Although I've been on LW for while, I've never been that active. However I still noticed the general decline in volume of discussion in the last year. I spend more time on reddit in r/machinelearning, and the various singularity/AGI/AI related subreddits. Basically I'm interested in AI/future studies but not so much x-rationality, for reasons similar to those outlined by Yvain years ago.

From my perspective the exodus isn't so bad, because it seems that the community which remains still contains a core of intelligent readers educated/interested in issues I care about.

From the start the main appeal of LW - from my perspective - was the somewhat higher quality of discussion than what you would find in big public reddits (like /Futurology for example), due in part to the various mechanisms the founders worked out.

To really revive LW, it may need to change significantly. Interests shift over time, online communities form and then disband.

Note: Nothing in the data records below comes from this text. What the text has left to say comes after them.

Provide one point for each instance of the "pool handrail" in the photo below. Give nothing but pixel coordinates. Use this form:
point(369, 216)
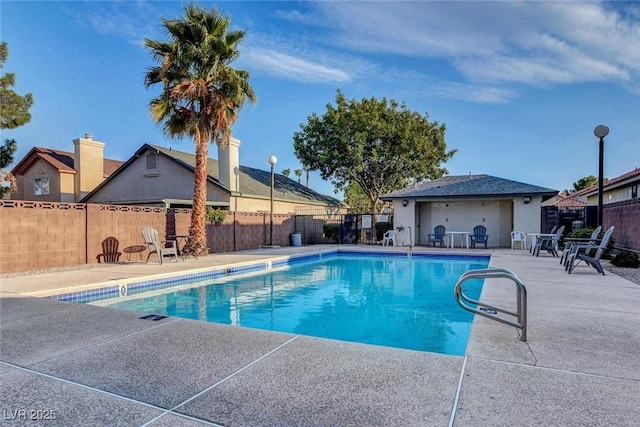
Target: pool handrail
point(495, 273)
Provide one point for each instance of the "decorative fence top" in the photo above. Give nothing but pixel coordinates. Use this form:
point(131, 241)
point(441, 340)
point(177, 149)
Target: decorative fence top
point(27, 204)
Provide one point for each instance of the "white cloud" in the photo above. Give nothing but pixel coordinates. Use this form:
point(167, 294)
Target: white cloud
point(283, 65)
point(533, 43)
point(475, 93)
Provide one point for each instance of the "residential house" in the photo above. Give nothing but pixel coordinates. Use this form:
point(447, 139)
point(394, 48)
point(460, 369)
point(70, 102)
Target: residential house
point(164, 177)
point(462, 202)
point(618, 189)
point(59, 176)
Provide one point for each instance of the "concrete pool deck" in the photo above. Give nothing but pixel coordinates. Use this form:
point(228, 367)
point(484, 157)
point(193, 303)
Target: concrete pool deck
point(89, 365)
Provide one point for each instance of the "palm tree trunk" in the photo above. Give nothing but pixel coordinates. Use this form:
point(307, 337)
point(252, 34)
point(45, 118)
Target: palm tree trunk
point(200, 196)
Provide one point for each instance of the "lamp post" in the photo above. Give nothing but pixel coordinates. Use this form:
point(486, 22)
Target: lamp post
point(600, 132)
point(272, 161)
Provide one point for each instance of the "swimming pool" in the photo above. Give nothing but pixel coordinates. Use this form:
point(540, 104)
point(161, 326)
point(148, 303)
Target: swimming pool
point(383, 300)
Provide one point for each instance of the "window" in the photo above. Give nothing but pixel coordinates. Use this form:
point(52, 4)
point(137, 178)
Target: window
point(151, 167)
point(41, 186)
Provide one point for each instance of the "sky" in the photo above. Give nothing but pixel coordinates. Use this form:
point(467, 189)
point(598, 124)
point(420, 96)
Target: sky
point(520, 86)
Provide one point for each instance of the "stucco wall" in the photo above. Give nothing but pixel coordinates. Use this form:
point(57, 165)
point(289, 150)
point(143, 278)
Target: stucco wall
point(134, 184)
point(499, 216)
point(25, 183)
point(526, 216)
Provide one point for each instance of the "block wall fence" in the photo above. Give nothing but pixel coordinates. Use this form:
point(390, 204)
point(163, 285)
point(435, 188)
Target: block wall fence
point(39, 235)
point(626, 217)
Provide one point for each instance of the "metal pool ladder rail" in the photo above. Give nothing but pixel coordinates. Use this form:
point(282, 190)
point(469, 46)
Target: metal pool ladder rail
point(491, 311)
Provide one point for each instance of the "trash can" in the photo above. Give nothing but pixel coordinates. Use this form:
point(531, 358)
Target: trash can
point(296, 239)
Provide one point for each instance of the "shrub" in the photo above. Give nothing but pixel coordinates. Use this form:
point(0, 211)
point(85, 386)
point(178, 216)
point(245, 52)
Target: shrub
point(331, 232)
point(216, 216)
point(626, 259)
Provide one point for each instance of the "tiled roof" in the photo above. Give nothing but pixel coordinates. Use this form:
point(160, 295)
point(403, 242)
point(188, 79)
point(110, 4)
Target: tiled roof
point(466, 186)
point(610, 182)
point(61, 160)
point(569, 202)
point(255, 182)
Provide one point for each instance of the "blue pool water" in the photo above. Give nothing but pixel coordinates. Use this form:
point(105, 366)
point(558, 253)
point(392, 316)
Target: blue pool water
point(390, 301)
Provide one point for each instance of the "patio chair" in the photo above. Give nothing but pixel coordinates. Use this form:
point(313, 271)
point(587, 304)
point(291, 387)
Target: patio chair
point(437, 236)
point(593, 261)
point(479, 236)
point(157, 246)
point(571, 246)
point(389, 238)
point(549, 244)
point(518, 237)
point(110, 252)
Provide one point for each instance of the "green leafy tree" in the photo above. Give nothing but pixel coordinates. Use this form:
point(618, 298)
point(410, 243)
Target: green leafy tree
point(14, 112)
point(356, 199)
point(380, 145)
point(201, 93)
point(7, 151)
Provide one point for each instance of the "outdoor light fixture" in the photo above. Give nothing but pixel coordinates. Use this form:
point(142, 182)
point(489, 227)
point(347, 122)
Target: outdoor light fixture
point(272, 161)
point(600, 132)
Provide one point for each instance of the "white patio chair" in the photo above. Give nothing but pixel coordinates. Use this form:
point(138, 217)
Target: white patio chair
point(157, 246)
point(518, 237)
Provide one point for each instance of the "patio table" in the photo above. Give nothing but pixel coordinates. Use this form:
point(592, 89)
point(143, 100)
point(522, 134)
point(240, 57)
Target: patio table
point(134, 249)
point(535, 236)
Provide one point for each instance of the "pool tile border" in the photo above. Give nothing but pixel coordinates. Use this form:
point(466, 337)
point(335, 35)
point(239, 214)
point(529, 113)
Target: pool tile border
point(125, 289)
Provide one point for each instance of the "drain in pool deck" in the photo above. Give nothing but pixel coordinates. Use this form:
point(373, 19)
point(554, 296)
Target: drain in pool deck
point(154, 317)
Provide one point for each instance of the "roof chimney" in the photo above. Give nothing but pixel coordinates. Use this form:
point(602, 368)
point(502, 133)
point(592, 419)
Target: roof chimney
point(88, 162)
point(229, 164)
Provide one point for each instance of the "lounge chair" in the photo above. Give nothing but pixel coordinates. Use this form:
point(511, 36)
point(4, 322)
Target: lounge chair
point(569, 246)
point(593, 261)
point(549, 244)
point(437, 236)
point(110, 252)
point(157, 246)
point(389, 238)
point(518, 237)
point(479, 236)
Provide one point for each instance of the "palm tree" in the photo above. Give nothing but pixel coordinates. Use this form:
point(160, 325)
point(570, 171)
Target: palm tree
point(201, 93)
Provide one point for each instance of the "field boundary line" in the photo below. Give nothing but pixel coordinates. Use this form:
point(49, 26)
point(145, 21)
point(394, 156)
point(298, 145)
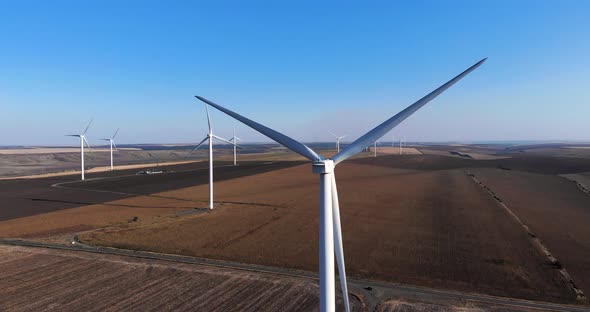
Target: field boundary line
point(359, 285)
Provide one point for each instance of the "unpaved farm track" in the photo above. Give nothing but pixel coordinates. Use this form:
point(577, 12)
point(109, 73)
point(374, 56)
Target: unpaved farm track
point(535, 241)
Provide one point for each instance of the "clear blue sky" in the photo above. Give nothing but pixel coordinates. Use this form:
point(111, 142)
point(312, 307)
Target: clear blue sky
point(300, 67)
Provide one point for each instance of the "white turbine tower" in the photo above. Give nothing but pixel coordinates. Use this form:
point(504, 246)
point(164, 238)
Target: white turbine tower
point(330, 232)
point(375, 149)
point(83, 141)
point(338, 139)
point(112, 141)
point(234, 141)
point(210, 136)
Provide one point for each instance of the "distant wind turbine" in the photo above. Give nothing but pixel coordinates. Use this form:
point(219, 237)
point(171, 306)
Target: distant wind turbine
point(330, 233)
point(234, 141)
point(375, 149)
point(83, 141)
point(338, 139)
point(210, 136)
point(112, 141)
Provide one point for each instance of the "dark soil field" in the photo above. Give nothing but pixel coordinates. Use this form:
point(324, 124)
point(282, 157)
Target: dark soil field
point(555, 210)
point(28, 197)
point(434, 228)
point(35, 279)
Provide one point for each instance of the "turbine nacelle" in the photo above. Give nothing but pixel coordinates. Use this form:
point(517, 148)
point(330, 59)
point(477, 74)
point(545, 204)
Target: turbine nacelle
point(323, 166)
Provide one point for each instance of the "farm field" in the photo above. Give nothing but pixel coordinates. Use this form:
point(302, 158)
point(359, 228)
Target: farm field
point(433, 228)
point(36, 279)
point(554, 209)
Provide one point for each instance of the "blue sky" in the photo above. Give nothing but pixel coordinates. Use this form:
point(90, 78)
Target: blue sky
point(300, 67)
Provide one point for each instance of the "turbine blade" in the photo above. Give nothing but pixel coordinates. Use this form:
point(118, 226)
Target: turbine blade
point(284, 140)
point(338, 250)
point(221, 139)
point(392, 122)
point(208, 118)
point(85, 130)
point(198, 145)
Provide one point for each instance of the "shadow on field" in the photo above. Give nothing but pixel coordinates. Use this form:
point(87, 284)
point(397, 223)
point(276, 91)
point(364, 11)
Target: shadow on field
point(106, 204)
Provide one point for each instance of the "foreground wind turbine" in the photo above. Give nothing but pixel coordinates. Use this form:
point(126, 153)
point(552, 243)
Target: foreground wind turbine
point(330, 232)
point(210, 136)
point(338, 139)
point(83, 141)
point(112, 141)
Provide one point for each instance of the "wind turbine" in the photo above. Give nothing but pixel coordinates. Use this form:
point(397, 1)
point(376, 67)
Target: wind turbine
point(375, 149)
point(338, 139)
point(210, 136)
point(330, 232)
point(234, 141)
point(112, 141)
point(82, 137)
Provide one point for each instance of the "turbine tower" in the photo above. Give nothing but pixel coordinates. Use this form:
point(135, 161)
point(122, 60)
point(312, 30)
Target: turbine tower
point(210, 136)
point(338, 139)
point(330, 232)
point(83, 141)
point(234, 141)
point(112, 141)
point(375, 149)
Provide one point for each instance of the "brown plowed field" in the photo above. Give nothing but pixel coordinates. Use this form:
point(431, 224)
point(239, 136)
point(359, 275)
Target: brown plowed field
point(34, 279)
point(554, 209)
point(396, 305)
point(431, 228)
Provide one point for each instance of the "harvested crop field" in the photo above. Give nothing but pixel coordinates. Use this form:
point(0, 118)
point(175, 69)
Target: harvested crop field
point(430, 228)
point(555, 209)
point(400, 305)
point(35, 279)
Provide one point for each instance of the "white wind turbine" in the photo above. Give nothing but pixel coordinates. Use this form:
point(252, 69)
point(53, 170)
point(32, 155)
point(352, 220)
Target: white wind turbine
point(330, 232)
point(375, 149)
point(83, 141)
point(112, 141)
point(234, 141)
point(338, 139)
point(210, 136)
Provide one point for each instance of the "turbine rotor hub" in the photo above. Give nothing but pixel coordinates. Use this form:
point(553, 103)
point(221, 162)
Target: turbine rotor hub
point(323, 166)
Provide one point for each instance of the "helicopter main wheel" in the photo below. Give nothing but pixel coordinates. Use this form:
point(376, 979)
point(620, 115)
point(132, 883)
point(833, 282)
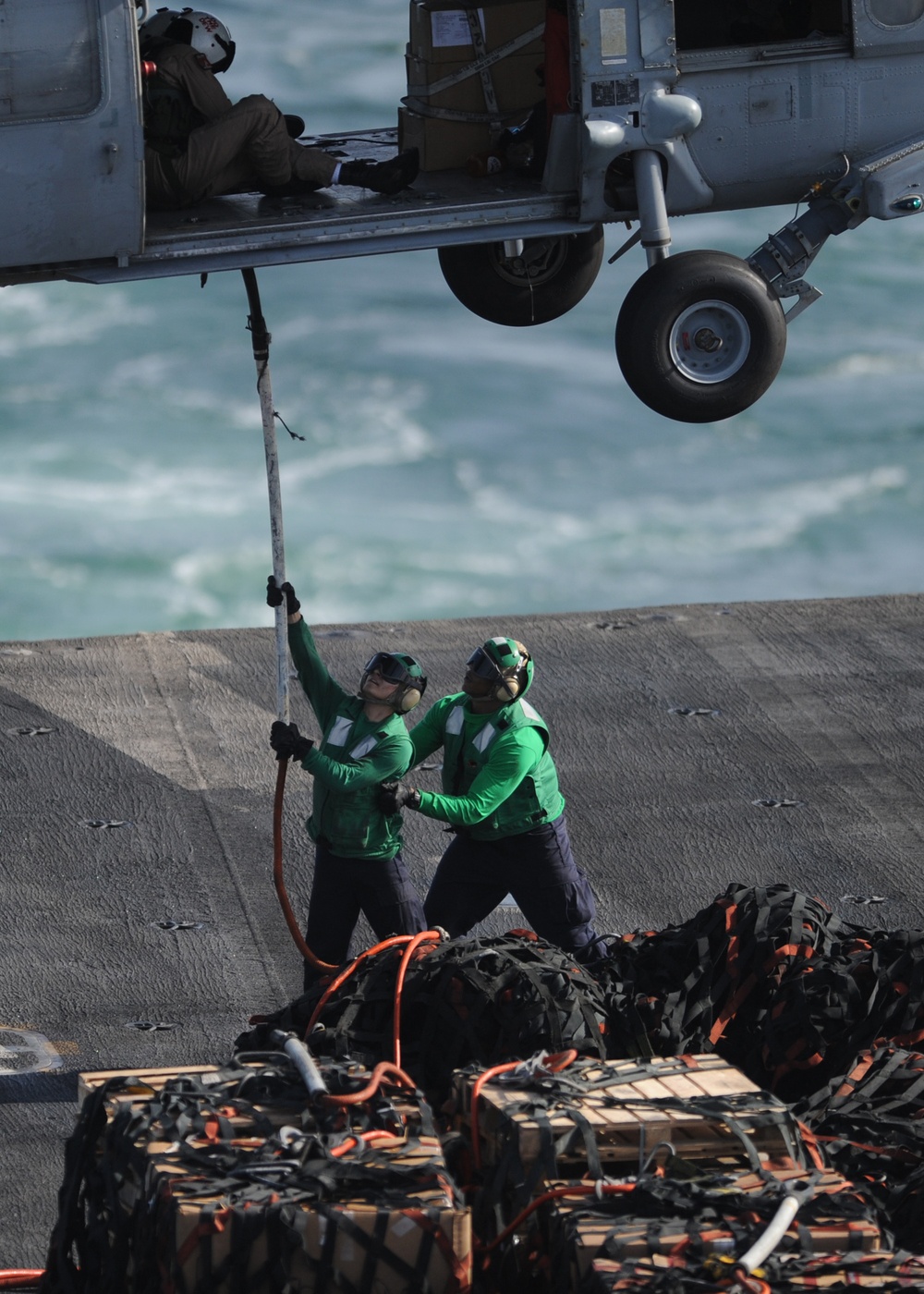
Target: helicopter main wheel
point(700, 336)
point(543, 282)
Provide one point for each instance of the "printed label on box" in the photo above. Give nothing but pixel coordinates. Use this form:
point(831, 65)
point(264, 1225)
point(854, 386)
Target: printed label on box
point(451, 28)
point(613, 35)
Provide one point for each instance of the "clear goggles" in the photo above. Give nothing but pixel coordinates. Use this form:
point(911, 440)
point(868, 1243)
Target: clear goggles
point(393, 670)
point(480, 663)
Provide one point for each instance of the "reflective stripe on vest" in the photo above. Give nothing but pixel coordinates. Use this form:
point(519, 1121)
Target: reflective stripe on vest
point(341, 731)
point(364, 747)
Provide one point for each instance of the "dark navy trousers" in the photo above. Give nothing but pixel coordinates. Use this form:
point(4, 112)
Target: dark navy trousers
point(380, 888)
point(537, 867)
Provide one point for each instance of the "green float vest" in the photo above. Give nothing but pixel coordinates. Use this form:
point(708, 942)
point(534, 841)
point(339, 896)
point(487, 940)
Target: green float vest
point(349, 821)
point(537, 798)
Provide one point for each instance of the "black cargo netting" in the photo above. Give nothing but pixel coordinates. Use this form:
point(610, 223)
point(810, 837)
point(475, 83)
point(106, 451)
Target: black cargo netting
point(688, 1225)
point(766, 977)
point(465, 1000)
point(716, 976)
point(823, 1016)
point(127, 1179)
point(784, 1275)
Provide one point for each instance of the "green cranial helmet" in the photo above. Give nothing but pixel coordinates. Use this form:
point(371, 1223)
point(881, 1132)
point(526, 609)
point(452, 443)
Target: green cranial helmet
point(506, 663)
point(397, 666)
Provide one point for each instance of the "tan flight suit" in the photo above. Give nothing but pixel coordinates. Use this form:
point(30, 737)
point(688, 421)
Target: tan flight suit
point(239, 144)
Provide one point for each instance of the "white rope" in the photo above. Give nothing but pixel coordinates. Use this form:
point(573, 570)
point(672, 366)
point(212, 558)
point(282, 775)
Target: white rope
point(261, 339)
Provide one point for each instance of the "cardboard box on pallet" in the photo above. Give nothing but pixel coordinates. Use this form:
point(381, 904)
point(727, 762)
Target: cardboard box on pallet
point(383, 1245)
point(575, 1228)
point(627, 1103)
point(443, 35)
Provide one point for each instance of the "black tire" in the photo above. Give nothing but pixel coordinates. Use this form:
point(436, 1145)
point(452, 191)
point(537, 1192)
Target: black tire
point(550, 277)
point(700, 336)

I don't claim to know what changes would increase membership/activity volume, but - not being so interested in xrationality - I only follow a particular subset of this site's discussions conversations, and a subset that wouldn't necessarily benefit from increasing general volume.

Comment author: Kaj_Sotala 16 June 2015 10:55:30PM 2 points [-]

and the various singularity/AGI/AI related subreddits.

What are the best ones?

Comment author: jacob_cannell 16 June 2015 11:14:13PM 4 points [-]

That phrase may have overestimated the number of such subreddits - I mainly read r/Singularity (moderated by MIRI people, similar to LW, low volume), and r/artificial. There is an r/agi but it is very low volume. r/futurology is very high volume and future-optimist.

r/machinelearning is the most serious and the AMAs there are pure gold (Hinton, Bengio, Schmiduber, Lecun, Ng, etc). It's main value for me is making it easier to stay up to date on ML/AI, saving most of the trouble of having to read through tons of abstracts from the various conferences.

Comment author: MathiasZaman 17 June 2015 12:46:29PM 1 point [-]

/r/Futurology is also really annoying because people keep having the same arguments over and over again.

Comment author: John_Maxwell_IV 17 June 2015 11:43:17PM 1 point [-]

Could creating comprehensive overview pages for the arguments and linking people to them whenever the arguments came up be useful?

Comment author: MathiasZaman 18 June 2015 11:19:32AM 1 point [-]

It might but most redditors don't really click links. I find it more useful to ignore them, occasionally skimming the arguments and upvoting the non-stupid comments.

Comment author: Houshalter 18 June 2015 03:50:10PM 0 points [-]

I would also strongly recommend /r/thisisthewayitwillbe

/r/artificial is the official AI subreddit.